I first saw Fairy Tale Ending at the Fringe Festival last summer in a small theatre located inside the Palmerston Library. It had sold out all its shows and I was at an extra show added on the last day. It was voted one of the Best of the Fringe shows and went on for 2 weeks as part of the Best of the Fringe Festival. Now it's back as part of the Next Stage Theatre Festival at the Factory Theatre. I went to a Saturday matinee show.

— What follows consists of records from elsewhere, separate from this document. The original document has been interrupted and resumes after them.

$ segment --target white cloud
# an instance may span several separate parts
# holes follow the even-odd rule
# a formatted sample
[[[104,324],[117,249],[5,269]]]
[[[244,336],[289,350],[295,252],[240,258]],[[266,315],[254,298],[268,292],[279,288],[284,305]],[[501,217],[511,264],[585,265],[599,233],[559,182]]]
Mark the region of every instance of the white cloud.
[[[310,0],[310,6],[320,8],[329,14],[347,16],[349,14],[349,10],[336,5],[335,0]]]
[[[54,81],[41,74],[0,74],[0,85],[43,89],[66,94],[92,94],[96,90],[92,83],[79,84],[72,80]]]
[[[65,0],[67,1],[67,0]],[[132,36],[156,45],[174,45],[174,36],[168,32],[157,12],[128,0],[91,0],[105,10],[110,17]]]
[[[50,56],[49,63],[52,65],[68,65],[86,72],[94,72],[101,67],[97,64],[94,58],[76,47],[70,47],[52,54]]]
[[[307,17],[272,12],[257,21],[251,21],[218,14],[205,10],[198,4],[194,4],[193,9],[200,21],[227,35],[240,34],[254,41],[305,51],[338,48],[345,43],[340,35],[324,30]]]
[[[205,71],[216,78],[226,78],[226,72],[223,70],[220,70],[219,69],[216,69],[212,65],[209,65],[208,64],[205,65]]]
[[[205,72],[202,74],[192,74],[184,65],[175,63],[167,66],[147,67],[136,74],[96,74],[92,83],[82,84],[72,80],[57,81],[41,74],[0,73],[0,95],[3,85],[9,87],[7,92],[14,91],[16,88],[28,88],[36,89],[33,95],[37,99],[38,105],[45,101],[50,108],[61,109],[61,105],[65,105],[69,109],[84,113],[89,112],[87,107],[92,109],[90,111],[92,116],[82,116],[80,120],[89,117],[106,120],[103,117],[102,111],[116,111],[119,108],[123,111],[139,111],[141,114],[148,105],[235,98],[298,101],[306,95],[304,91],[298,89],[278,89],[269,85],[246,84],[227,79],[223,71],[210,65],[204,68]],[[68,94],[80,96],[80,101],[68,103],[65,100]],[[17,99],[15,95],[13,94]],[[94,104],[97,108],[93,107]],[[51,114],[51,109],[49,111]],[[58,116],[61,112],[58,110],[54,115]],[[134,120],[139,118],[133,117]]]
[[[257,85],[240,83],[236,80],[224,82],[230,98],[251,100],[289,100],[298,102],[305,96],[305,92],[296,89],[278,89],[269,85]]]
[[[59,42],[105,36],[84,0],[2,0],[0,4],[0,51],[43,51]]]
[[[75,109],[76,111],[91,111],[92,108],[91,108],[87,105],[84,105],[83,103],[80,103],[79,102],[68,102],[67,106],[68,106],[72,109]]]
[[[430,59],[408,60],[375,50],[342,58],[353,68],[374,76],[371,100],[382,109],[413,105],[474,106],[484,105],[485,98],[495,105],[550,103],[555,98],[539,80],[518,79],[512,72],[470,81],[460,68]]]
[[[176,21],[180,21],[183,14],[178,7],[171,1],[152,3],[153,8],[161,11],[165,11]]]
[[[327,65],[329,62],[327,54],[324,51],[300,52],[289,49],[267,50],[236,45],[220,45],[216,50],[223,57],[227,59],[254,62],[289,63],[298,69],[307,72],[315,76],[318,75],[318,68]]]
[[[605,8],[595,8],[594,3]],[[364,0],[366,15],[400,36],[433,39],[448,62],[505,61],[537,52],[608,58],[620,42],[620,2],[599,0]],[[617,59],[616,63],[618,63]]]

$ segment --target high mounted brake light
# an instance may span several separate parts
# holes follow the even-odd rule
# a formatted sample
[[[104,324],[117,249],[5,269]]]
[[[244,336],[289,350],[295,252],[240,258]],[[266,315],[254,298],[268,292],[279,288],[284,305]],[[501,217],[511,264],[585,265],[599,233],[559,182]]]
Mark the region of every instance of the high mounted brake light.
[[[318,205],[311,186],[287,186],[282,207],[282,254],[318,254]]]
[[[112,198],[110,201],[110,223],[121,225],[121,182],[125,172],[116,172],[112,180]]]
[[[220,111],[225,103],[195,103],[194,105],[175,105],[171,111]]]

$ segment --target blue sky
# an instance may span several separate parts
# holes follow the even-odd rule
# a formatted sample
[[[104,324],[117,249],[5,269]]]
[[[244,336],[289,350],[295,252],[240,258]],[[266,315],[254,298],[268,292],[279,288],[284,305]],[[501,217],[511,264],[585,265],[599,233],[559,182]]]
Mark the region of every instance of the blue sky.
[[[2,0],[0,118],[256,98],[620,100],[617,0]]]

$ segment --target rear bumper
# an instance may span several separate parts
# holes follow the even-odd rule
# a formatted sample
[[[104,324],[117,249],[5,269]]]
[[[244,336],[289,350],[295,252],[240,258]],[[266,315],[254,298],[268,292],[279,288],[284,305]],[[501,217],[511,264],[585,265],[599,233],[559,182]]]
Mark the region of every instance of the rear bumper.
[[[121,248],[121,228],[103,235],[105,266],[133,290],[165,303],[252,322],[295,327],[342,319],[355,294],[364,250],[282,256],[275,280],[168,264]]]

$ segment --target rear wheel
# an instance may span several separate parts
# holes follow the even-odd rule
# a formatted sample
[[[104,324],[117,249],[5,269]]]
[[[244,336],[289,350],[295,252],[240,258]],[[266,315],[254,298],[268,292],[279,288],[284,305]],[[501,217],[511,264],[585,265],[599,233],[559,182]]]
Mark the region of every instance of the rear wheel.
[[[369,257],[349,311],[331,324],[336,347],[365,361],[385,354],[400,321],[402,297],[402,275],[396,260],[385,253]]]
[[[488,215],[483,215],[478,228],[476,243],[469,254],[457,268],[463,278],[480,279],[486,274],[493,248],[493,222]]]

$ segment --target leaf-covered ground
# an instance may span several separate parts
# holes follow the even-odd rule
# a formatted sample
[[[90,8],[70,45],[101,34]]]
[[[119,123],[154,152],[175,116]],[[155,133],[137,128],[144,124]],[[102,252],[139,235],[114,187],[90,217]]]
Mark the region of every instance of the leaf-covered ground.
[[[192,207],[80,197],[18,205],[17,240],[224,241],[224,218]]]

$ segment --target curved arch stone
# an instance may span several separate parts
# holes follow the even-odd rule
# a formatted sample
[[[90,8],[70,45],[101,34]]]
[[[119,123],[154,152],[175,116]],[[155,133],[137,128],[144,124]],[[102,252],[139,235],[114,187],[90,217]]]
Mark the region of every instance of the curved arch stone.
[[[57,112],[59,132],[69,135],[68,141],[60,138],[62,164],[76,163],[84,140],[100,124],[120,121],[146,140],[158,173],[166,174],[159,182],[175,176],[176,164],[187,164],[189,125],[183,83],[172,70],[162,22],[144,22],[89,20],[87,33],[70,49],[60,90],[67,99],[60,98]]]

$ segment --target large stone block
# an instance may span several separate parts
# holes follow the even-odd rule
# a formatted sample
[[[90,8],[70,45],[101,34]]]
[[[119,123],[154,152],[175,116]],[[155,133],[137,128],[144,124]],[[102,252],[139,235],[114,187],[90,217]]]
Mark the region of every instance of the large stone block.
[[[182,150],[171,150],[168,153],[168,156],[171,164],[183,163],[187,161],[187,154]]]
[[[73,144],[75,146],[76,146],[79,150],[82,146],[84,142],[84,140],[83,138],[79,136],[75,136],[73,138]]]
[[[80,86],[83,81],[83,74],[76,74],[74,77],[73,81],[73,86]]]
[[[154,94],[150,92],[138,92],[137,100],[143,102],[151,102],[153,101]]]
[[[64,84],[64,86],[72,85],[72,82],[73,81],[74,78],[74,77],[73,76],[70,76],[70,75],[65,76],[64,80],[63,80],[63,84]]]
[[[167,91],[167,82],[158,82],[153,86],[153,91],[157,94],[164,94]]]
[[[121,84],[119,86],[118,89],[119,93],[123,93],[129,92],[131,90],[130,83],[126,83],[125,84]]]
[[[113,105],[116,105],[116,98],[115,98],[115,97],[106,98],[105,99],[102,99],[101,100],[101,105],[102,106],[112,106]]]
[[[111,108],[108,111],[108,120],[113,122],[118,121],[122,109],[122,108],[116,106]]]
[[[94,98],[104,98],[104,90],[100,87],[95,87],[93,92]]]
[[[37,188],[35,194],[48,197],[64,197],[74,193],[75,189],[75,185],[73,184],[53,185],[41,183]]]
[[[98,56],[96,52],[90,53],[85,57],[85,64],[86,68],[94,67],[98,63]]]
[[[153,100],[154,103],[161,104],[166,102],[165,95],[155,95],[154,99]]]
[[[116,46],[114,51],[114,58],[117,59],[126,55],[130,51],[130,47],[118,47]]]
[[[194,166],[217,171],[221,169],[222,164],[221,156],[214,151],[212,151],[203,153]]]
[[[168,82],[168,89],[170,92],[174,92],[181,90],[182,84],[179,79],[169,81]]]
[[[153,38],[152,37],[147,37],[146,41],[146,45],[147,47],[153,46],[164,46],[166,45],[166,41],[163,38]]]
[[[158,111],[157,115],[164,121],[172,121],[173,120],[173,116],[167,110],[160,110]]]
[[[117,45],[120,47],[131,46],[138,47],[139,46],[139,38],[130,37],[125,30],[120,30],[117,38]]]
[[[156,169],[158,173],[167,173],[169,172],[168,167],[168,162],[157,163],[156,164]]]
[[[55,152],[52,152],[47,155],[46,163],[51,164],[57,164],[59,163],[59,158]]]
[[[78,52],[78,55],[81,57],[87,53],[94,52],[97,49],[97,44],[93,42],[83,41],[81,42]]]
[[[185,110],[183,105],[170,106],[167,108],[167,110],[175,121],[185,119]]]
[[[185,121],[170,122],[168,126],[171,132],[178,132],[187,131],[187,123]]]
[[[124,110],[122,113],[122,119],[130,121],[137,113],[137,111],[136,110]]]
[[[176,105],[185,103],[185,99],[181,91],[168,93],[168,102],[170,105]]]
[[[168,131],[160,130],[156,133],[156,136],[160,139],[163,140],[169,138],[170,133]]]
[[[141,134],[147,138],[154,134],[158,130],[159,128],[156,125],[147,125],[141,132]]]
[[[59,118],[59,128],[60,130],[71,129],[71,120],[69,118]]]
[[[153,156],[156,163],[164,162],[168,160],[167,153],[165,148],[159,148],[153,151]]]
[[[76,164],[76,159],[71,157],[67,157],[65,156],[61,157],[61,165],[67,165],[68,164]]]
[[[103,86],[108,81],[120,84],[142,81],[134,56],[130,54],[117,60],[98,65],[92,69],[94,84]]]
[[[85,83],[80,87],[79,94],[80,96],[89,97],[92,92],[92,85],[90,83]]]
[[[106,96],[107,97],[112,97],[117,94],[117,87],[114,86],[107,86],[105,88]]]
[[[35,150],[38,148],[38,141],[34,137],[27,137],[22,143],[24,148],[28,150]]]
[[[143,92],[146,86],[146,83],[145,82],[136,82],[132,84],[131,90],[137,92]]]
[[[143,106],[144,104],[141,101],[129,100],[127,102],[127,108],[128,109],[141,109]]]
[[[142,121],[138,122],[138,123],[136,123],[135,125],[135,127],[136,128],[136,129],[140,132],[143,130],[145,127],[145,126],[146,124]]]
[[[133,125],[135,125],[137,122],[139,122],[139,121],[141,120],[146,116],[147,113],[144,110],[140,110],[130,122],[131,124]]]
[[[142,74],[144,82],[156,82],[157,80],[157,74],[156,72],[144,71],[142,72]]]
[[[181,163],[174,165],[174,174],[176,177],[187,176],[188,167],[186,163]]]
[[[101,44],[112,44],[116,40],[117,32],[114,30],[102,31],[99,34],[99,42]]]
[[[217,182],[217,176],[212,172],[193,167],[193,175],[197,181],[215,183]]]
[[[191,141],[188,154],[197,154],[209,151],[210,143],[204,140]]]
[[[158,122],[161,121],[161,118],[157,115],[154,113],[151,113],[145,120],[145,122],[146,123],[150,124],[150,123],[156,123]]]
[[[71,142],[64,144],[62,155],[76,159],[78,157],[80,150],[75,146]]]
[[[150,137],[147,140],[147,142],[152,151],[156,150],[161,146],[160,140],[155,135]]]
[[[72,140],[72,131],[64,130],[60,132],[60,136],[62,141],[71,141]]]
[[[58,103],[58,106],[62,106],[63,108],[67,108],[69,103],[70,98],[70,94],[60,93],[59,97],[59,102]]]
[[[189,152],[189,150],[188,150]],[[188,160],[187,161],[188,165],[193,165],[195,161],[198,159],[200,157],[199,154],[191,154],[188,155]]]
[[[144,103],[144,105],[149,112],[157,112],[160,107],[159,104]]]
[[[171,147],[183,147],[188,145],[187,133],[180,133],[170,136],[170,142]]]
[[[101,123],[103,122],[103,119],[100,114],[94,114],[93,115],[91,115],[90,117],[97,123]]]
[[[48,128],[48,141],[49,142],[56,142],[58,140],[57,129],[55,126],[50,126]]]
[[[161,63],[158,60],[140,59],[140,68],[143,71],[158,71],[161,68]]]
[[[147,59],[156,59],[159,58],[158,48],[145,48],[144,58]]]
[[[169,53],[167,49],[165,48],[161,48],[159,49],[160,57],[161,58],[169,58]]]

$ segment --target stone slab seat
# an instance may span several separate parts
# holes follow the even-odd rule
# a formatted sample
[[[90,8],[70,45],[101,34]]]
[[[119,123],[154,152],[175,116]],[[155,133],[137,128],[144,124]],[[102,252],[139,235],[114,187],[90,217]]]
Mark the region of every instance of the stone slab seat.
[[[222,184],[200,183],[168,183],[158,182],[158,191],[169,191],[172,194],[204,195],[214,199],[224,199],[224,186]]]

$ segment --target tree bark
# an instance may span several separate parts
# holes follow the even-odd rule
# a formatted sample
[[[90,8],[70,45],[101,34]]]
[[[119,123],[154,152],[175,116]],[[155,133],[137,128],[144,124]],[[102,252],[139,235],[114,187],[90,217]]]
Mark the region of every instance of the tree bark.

Originally created for the Toronto Youth Theatre by Kieren MacMillan and Jeremy Hutton, it is a cross between Into The Woods and Fractured Fairy Tale. A cop (Cristina Gordon) is investigating a series of fairy tales gone wrong and calls on the eye-witness testimony of a young girl named Jill (Meagan Tuck) to identify the culprit from the list of usual suspects. First, the asthmatic Big Bad Wolf (Andrew Moyes) got his hairy paws on the Three Little Pigs (J.P. Baldwin, Carl Swanson, Mike Wisniowski) in a number called "Addicted" ("He's a porkoholic"). Second, Goldilocks (Jennifer Walls) never learned from her selfish behaviour ("I Totally Don't Even Give a Care") in destroying the Three Bears' stuff. Finally, the Troll (Amanda Leigh) turned the Three Billy Goats Gruff into a beauty product called "Gruff Exterior".

What could be making these beloved tales go so wrong? Is it the mysterious boy Jack (Maksym Shkvorets) that frightens everyone except Jill? The answer is a tragic accident that have made the Land of Far, Far Away no longer a haven from the changes of everyday life.

All the actors were fine and funny, though some were given leave to really ham it up, given the material. The singing was competent, though a few could not sufficiently project their voice into this larger space. As such, some of the reasonably clever lyrics were probably lost on the audience unless you were in the first 3 rows. The only negative to the afternoon performance was a cell-phone ringing behind me during a dramatic scene where Jill received some truths from the oracular Three Blind Mice.

Though not quite at the level of Sondheim's Into The Woods, this musical is an amusing 75 min for children from ages 5 to 95. Well, maybe 7.